Get it? When the private insurance industry refuses to cover you, or makes decisions about what treatments they will and will not allow you to receive, that is called "controlling utilization" (and that happens in the real world, every day). Yet when the government will supposedly pull the plug on grandma, even though she is already on (and would continue to be on) Medicare, and is most certainly not being forced into death now nor would she ever be, that is called rationing care (and socialism, Nazi eugenics, death panels, and I'm sure about every other thing liars can dream up to spoon-feed gullible people--oh, and this rationing is only happening in fantasy land).

So that was the little gem buried in the NYT puff piece about what a hard knock life it is for the insurance industry--they admitted that they ration care, right now, and have been for as long as they've been doing business.
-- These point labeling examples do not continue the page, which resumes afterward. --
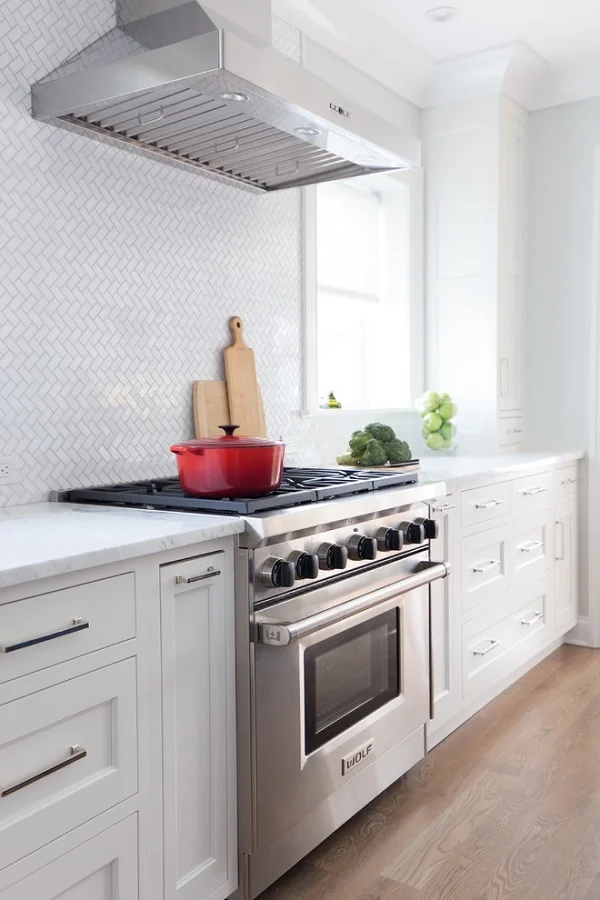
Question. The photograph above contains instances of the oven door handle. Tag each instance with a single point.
(280, 634)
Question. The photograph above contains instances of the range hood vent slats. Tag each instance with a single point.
(178, 101)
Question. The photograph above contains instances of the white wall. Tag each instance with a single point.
(560, 338)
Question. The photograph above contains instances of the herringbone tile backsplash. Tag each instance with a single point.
(118, 275)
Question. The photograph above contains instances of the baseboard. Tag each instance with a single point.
(581, 635)
(473, 705)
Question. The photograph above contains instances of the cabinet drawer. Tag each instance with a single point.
(511, 432)
(67, 753)
(483, 504)
(493, 645)
(48, 629)
(565, 482)
(484, 559)
(530, 548)
(531, 493)
(103, 868)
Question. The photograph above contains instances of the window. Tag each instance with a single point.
(363, 297)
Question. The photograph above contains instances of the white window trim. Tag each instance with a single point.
(414, 178)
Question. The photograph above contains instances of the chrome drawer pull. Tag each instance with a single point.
(211, 573)
(75, 754)
(77, 625)
(485, 567)
(492, 646)
(537, 617)
(529, 546)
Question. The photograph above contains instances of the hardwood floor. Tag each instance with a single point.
(506, 807)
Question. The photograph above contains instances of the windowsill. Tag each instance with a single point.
(321, 413)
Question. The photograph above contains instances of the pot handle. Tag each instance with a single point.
(181, 451)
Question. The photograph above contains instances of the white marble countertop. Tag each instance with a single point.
(458, 471)
(46, 539)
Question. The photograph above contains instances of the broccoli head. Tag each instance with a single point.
(373, 455)
(358, 443)
(397, 451)
(380, 432)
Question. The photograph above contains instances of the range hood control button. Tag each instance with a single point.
(332, 556)
(389, 540)
(413, 532)
(432, 529)
(278, 573)
(306, 565)
(361, 547)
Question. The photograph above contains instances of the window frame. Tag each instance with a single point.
(414, 179)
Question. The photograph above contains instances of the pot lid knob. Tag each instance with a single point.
(229, 429)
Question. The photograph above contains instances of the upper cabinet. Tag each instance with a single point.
(476, 162)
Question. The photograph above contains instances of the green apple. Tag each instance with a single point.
(432, 422)
(448, 431)
(447, 409)
(428, 402)
(435, 441)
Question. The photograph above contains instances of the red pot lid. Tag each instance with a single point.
(229, 439)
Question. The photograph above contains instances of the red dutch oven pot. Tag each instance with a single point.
(229, 466)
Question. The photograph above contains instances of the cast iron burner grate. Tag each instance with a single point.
(299, 486)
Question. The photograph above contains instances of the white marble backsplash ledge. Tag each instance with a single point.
(42, 540)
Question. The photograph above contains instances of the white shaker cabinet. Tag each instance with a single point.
(475, 158)
(198, 714)
(104, 868)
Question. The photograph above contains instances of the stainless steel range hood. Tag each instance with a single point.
(175, 81)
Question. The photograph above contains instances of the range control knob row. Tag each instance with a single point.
(389, 540)
(332, 556)
(432, 528)
(361, 547)
(306, 565)
(278, 572)
(413, 532)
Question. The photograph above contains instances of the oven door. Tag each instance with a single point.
(341, 678)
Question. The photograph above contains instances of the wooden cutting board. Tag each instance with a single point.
(245, 407)
(211, 409)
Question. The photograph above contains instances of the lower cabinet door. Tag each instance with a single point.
(565, 555)
(199, 762)
(104, 868)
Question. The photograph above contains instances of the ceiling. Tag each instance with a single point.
(563, 34)
(554, 46)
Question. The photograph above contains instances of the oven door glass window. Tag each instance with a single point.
(349, 676)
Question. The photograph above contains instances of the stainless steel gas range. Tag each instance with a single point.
(333, 649)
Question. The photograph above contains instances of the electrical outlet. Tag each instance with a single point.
(9, 470)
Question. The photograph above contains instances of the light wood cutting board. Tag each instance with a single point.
(211, 409)
(245, 407)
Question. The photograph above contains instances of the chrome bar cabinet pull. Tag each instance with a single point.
(444, 508)
(492, 644)
(210, 573)
(529, 546)
(75, 754)
(537, 617)
(77, 624)
(485, 567)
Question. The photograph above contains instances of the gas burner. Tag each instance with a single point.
(299, 486)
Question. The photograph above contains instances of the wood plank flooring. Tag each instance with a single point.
(506, 807)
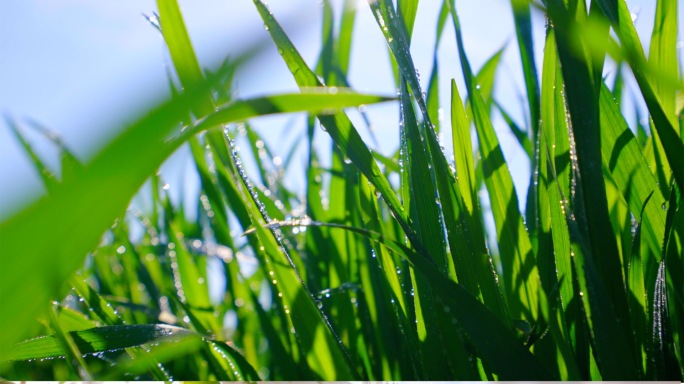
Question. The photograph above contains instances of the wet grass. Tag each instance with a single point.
(354, 276)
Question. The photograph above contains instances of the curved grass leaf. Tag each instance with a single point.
(663, 119)
(630, 170)
(520, 277)
(109, 338)
(338, 126)
(496, 344)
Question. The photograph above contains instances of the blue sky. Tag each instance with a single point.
(86, 68)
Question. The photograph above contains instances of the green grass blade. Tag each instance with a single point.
(476, 267)
(520, 277)
(630, 170)
(520, 135)
(426, 217)
(497, 345)
(49, 179)
(94, 340)
(601, 268)
(637, 291)
(338, 126)
(407, 11)
(663, 119)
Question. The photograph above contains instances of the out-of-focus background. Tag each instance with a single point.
(86, 68)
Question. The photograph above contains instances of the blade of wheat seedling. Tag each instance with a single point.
(520, 277)
(663, 118)
(580, 75)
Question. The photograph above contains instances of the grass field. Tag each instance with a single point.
(379, 267)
But perhaps my favorite part of the column is where they really get out the violins for employees of these insurance companies, to get us to see that they aren't monsters, or in their words, "We are human beings, too." It is really fit to be in the Merchant of Venice (daydream sequence begin):

Hath not a[n insurance industry employee] eyes? Hath not a[n insurance industry employee] hands, organs, dimensions, senses, affections, passions; fed with the same food, hurt with the same weapons, subject to the same diseases, heal'd by the same means, warm'd and cool'd by the same winter and summer as a [human] is? If you prick us, do we not bleed? If you tickle us, do we not laugh? If you poison us, do we not die? And if you wrong us, shall we not revenge? If we are like you in the rest, we will resemble you in that.

*Tear* Beautiful. I hope they do a remake of Evita next.

But of course this is all a straw man, because this anger at insurance industry greed isn't directed at the employees of these mega corporations, who are by all accounts just trying to make a living by doing what they are told. They are, after all, just doing their jobs. It isn't their fault that their job is to decline people coverage to save the company money. That is the one and only goal of a corporation, is it not? They are accountable to their investors, their shareholders, and no one else.

That is the bottom line--The corporation is a beast designed for a single purpose: to make profit and make people (investors) rich. And these employees, the ones being humanized so beautifully in this NYT column, are just cogs in the wheel, and if they refused to do it some other person (faceless bureaucrat, to use the hypocritical language of the conservatives) would fill their spot in an instant. And to their credit, many former employees of the insurance industry, haunted by the things there were made to do in the name of profit, have come forward and spoken out against insurance industry practices, like Dr. Linda Peeno in this ad from American's United for Change:


So no, it isn't about the little people, it is about the entire beast. Has anyone suggested that these people, the employees themselves, are evil? Do reformists think that these people, or even the executives in charge, get up in the morning with the goal of killing people and ruining lives? Of course not. They do what they do best: maximize profit, at all costs. The human lives destroyed are just collateral damage. Some of them, mostly those at the very top, are very much okay with this, and defend it vigorously. Others are haunted and find that they can't bring themselves to keep doing it.

This isn't about them, it is about an industry that is indeed evil, if not in intention, undeniably in effect. Just because a corporation is made up of people, are we not allowed to blame the whole?

That is the funny thing about the concept of "corporate personhood"-- corporations have long fought to enjoy all the rights and benefits of being treated as a living, breathing person, but without any of the costs, like mortality, and now, apparently, blame.